In 1979, the City created the Residential Parking Permit program. For areas with high parking demand, the program allows residents to purchase permits that exempt their vehicles from some of the on-street parking regulations. There are 12 of these districts in place today and there are over 9,000 vehicles in our City issued one of these permits.


A little over 18 years ago, the City Manager at the time came to the City Council with a recommendation that the City allow home healthcare workers and childcare workers, who were working for families in a Residential Parking Permit district, to be issued a permit. When the request was considered, the City Council approved a pilot for home healthcare workers, but rejected the childcare proposal.


In 2008, the City Council voted to make the home healthcare program permanent. In doing so, they did ask for a proposal for childcare workers to come to Council, but the issue never returned.
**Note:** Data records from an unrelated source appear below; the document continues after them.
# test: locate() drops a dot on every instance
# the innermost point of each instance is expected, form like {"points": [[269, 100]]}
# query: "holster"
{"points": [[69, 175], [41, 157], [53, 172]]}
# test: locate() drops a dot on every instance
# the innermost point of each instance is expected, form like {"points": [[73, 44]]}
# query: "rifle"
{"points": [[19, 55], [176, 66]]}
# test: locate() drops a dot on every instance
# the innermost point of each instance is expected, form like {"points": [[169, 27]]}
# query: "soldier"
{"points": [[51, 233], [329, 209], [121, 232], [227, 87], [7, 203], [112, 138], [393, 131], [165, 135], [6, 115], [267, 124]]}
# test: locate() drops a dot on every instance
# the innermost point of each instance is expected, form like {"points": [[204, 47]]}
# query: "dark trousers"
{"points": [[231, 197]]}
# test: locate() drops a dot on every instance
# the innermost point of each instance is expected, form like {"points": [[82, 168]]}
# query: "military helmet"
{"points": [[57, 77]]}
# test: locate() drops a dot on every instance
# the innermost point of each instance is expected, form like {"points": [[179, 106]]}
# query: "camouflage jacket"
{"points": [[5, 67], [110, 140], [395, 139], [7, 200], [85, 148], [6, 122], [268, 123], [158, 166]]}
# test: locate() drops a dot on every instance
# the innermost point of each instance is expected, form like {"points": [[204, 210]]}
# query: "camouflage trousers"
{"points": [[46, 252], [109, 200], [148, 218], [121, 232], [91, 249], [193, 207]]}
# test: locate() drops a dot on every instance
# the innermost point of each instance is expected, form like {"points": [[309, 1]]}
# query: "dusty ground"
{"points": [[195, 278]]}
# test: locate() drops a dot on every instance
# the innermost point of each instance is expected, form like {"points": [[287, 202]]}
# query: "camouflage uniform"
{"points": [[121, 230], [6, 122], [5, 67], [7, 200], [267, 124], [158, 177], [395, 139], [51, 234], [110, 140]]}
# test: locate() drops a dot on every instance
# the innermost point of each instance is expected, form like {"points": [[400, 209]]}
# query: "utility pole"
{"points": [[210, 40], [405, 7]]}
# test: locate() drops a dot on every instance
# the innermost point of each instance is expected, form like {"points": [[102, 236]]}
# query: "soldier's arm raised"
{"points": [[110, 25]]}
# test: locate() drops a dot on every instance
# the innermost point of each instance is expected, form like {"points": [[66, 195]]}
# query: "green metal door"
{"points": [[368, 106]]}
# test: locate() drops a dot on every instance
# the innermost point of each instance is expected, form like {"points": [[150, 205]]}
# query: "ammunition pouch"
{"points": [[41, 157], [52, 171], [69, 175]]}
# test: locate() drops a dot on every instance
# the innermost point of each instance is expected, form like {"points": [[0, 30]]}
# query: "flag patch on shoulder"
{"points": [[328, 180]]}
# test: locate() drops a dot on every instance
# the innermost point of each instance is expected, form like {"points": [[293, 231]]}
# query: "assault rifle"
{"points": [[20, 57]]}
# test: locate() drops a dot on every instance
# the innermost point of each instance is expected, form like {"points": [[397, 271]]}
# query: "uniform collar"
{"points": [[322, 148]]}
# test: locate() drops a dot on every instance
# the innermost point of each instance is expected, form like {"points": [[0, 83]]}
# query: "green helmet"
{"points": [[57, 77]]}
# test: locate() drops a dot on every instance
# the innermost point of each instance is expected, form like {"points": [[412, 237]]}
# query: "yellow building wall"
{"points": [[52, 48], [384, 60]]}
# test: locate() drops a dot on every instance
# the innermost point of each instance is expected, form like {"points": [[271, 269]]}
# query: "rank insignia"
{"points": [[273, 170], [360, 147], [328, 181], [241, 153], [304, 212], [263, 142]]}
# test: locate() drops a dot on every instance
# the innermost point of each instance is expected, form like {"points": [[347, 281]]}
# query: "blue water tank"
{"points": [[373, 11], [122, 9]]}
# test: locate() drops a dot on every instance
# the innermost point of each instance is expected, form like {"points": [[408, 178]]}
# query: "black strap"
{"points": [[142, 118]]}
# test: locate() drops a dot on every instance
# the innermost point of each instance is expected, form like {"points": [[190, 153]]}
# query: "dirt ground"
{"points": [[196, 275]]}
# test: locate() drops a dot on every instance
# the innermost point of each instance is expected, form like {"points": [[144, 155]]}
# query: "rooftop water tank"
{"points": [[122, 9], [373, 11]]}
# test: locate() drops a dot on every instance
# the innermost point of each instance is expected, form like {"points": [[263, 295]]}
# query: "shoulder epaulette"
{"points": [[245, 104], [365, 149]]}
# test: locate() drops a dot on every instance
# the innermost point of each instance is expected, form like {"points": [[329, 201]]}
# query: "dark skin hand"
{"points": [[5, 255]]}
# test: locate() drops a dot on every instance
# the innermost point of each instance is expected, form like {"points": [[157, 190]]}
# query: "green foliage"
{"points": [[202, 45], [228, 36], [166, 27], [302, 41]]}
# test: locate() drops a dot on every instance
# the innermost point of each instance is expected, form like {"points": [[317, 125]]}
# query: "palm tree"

Today, there are only 8 permits issued Citywide under the home healthcare program. For the parents who live in these districts and have in-home childcare, they are left with a few bad options, including disingenuous practices, leaving children unsupervised to rotate vehicles, etc. The City Code creates an inequity between home healthcare workers and childcare workers which cannot be justified.


As such, last month I proposed to the City Council that we rectify this challenge by allowing childcare workers, serving families in a residential parking permit district, to access these permits.


With the support of my colleagues, this proposal will now return to the Traffic & Parking Board and eventually City Council for formal consideration this fall.